As questões que o juiz deve apreciar são todas aquelas que os sujeitos processuais interessados submetam à apreciação do tribunal – artigo 608º, n.º 2, do CPC – e as que sejam de conhecimento oficioso, isto é, de que o tribunal deva conhecer – independentemente de alegações e do conteúdo concreto da questão controvertida, quer digam respeito à relação material, quer à relação processual.

A omissão traduz-se, assim, como resulta da tradução normativa da figura, na falta de tratamento e decisão (pronúncia) quando o tribunal deixa de conhecer de questões que deveria apreciar ou conheça de questões de que não poderia conhecer – art. 615º, n.º 1, al. d), do CPC.

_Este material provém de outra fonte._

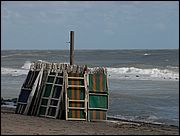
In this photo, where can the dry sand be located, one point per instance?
(12, 124)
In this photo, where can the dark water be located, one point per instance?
(143, 84)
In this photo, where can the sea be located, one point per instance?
(143, 84)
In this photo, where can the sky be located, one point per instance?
(96, 24)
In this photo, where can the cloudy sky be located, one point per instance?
(97, 24)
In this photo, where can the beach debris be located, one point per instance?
(64, 91)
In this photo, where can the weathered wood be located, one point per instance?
(71, 47)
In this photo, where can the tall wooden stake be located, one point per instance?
(71, 47)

Sabido, também, que a omissão de pronúncia só se verifica quando o tribunal deixe de se pronunciar sobre questões que foram submetidas pelas partes ou de que deva conhecer oficiosamente, entendendo-se por questões os problemas concretos a decidir e não os simples argumentos, opiniões ou doutrinas expendidas pelas partes na defesa das teses em presença, e bem assim, não tem que se pronunciar sobre questões que ficam prejudicadas pela solução que deu a outra questão que apreciou.

Nos autos.

Resulta do relatório que os Autores formularam diversos pedidos, uns a título principal, outros, a título subsidiário (ou secundário de acordo com a P.I.) para o caso de aqueles não procederem.

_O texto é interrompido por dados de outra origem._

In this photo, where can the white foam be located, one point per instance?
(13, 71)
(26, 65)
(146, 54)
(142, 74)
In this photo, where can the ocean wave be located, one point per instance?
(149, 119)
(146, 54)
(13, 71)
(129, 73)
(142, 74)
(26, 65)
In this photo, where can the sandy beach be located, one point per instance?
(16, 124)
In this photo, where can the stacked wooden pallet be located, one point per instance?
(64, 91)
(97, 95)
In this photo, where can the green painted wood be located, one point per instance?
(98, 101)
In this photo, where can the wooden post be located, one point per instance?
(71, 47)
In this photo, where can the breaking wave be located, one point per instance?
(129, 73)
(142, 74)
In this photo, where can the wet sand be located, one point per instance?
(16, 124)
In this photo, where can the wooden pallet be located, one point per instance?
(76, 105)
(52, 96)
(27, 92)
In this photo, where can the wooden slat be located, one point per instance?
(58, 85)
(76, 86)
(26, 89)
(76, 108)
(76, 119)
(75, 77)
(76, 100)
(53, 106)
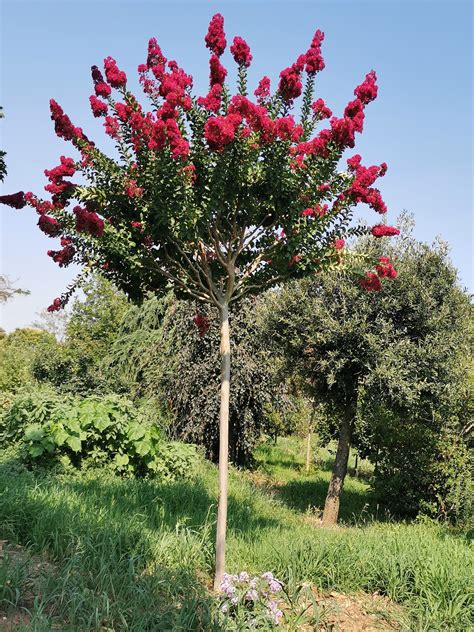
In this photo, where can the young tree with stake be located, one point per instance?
(214, 197)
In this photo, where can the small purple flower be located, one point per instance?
(275, 611)
(252, 595)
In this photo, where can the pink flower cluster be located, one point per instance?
(361, 189)
(219, 131)
(101, 88)
(56, 177)
(132, 189)
(99, 108)
(241, 52)
(88, 222)
(41, 207)
(320, 109)
(262, 92)
(15, 200)
(342, 130)
(367, 91)
(217, 73)
(212, 101)
(49, 225)
(62, 124)
(215, 38)
(290, 86)
(382, 230)
(385, 268)
(314, 59)
(56, 305)
(64, 256)
(319, 210)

Em primeira nota, sublinhamos que o Tribunal de 1ª instância julgou improcedentes todos os pedidos formulados, sejam eles principais ou subsidiários, embora sem apreciar alguns dos fundamentos invocados alegados pelos Autores, tal como se retira do dispositivo da sentença - «julgo a acção (…) improcedente, por não provada, e, consequentemente, absolvo os Réus e a Interveniente principal dos pedidos formulados.»

Por seu turno, o Tribunal da Relação debruçou-se sobre cada um dos pedidos, com excepção, justamente, da pretensão alicerçada na responsabilidade civil, referente à indemnização por danos não patrimoniais no valor de € 30.000,00, por ter sido excluída pelos Autores nas suas alegações [---].

Sobre todas as questões suscitadas no recurso pelos Autores foi dada aos Réus a oportunidade do exercício de resposta nas contra-alegações na linha da estratégia escolhida na defesa da sua posição na demanda.

Acompanhando o sistematizado iter decisório do acórdão em sindicância, evidencia-se que a Relação apreciou, ainda, todos os fundamentos e questões que não foram objeto de apreciação na sentença, em resultado da arguição pelos recorrentes de diversas nulidades e invocação de vários fundamentos.

Vindo o Tribunal da Relação a concluir pela exclusiva procedência do pedido subsidiário que concerne à aplicação do regime legal das cláusulas contratuais gerais (RCCG) aos contratos celebrados entre as partes, e cuja nulidade declarou com a consequente restituição do prestado, como efeito previsto no artigo 289º, nº 1, do CC.

Numa segunda nota, a génese do pedido que procedeu em nada intercepta o regime da responsabilidade civil e, o efeito da nulidade dos contratos em apreço - a obrigação de restituição do prestado - revela-se independente de função compensatória, estando circunscrita à esfera jurídica dos Réus; trata-se, portanto, de obrigação alheia à Interveniente Seguradora, à margem da relação contratual que assumiu perante os Réus através da cobertura de risco [Cfr. a propósito o Acórdão do STJ de 18.02.2020, no proc. nº8963/16, in www.dgsi.pt.].

Donde, não tendo sido julgado procedente qualquer pedido com fundamento em responsabilidade civil, ou resultado a condenação dos Réus a ressarcir danos dos Autores, não cabia ao tribunal a quo pronunciar-se sobre a posição da Interveniente AG.

Improcede a nulidade.

Também nesta parte, não assiste razão aos recorrentes.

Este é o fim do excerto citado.